Florida Senate Debate Gives Crist, Meek Opportunity to Catch Rubio


Rubio, meanwhile, was one of the first Tea Party favorites, along with Pat Toomey, the Republican running for Senate in Pennsylvania. Crist has used Rubio's conservative views, particularly that Congress should consider raising the retirement age for Social Security, to try to turn off Florida's retirement population.

Crist has a TV ad accusing Rubio of wanting to raise the retirement age and gut social security.

"Work longer, get by on less, that's the Marco Rubio retirement plan," according to the narrator in Crist's ad. Watch it here.

Compelling Personal Story, Conservative Politics Help Rubio

In addition to hitting Crist as a political opportunist, Rubio has run on his biography, arguing that only in America can the child of refugees from Cuba rise to be a successful lawyer. And it's the American system of free enterprise, according to Rubio, that makes his rise possible.

Rubio's most recent TV ad makes oblique mention of Crist and warns that Washington won't improve "if we keep electing politicians who will say or do anything just to hold office."

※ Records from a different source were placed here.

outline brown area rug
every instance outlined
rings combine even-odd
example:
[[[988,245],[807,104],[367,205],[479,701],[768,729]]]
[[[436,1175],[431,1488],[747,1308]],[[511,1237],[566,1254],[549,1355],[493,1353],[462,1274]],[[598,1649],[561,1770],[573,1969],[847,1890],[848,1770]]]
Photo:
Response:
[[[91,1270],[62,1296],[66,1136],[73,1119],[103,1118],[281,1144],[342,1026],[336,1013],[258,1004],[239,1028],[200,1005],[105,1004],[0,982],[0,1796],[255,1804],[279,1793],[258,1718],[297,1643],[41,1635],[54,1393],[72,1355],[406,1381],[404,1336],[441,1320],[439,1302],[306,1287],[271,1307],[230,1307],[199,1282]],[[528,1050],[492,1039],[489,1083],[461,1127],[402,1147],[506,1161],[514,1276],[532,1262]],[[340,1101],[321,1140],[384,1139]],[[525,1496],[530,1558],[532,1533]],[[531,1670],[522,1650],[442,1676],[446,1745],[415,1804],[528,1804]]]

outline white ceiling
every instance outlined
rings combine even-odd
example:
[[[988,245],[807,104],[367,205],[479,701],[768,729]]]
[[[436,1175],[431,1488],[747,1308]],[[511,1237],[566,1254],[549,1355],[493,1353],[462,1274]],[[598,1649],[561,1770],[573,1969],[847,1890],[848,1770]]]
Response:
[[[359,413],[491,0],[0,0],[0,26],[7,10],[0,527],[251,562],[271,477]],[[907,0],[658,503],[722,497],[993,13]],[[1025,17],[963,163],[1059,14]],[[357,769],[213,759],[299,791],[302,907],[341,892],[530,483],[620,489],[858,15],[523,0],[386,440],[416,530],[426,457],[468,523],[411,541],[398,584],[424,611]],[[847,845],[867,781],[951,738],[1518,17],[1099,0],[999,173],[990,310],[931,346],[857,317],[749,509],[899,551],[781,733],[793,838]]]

But he also has personal financial problems that Democrats and Crist have tried to say make him hypocritical in areas of national fiscal responsibility.

In order to have a chance, according to Smith, Crist, who is closer in polls to Rubio, has to convince Democrats not to vote for Rep. Kendrick Meek, according to Smith.

Democrats Back Meek Even as Crist Pursues Democratic Votes

Meek has attacked Crist in recent TV ads, one of which strings together clips from when Crist was a Republican and praised people like former Florida Gov. Jeb Bush and Alaska Gov. Sarah Palin.

"I'm a pro-life, pro-gun, anti-tax Republican," Crist says at one point in the ad. Watch it here.

Even so, it might be to Democrats benefit in some ways to back Crist. He is perceived as having a better chance to beat Rubio and Democrats could convince him to join their caucus even if he remains technically independent. With the balance of power in Washington in play, that vote could be key.

"Kendrick Meek is our candidate for the United States Senate in Florida," Sen. Bob Menendez, who chairs Democratic Senators' campaign arm, said at an appearance in Washington this week. "And as this race in the next 30-some-odd days, I think will give Kendrick an opportunity to rise significantly in the polls.

"Governor Crist is not doing that well in the polls, and I think when people are looking for a real choice, they will increasingly turn to Kendrick," he said. "So I'm not expecting Gov. Crist coming, I'm expecting Kendrick Meek to come, and he will caucus with the Democrats."

Only Two Independents Currently in Congress

There are currently two independents in Congress, but both, Joe Lieberman of Connecticut and Bernie Sanders of Vermont, side with Democrats in most procedural votes.

Sen. Lisa Murkowski of Alaska lost the Republican primary there to attorney and Tea Party favority Joe Miller. She is mounting a write-in campaign, but has said she would still caucus with Republicans if reelected.

Who Crist would caucus with if he wins has the been a subject of great speculation. He has not said who he would caucus with, but has said he would instead look out for the best interests of the people of Florida. That might sound good to voters, but it would make his vote a hot commodity in the Senate, where the minority party can bring business to a standstill with 41 votes on procedural matters.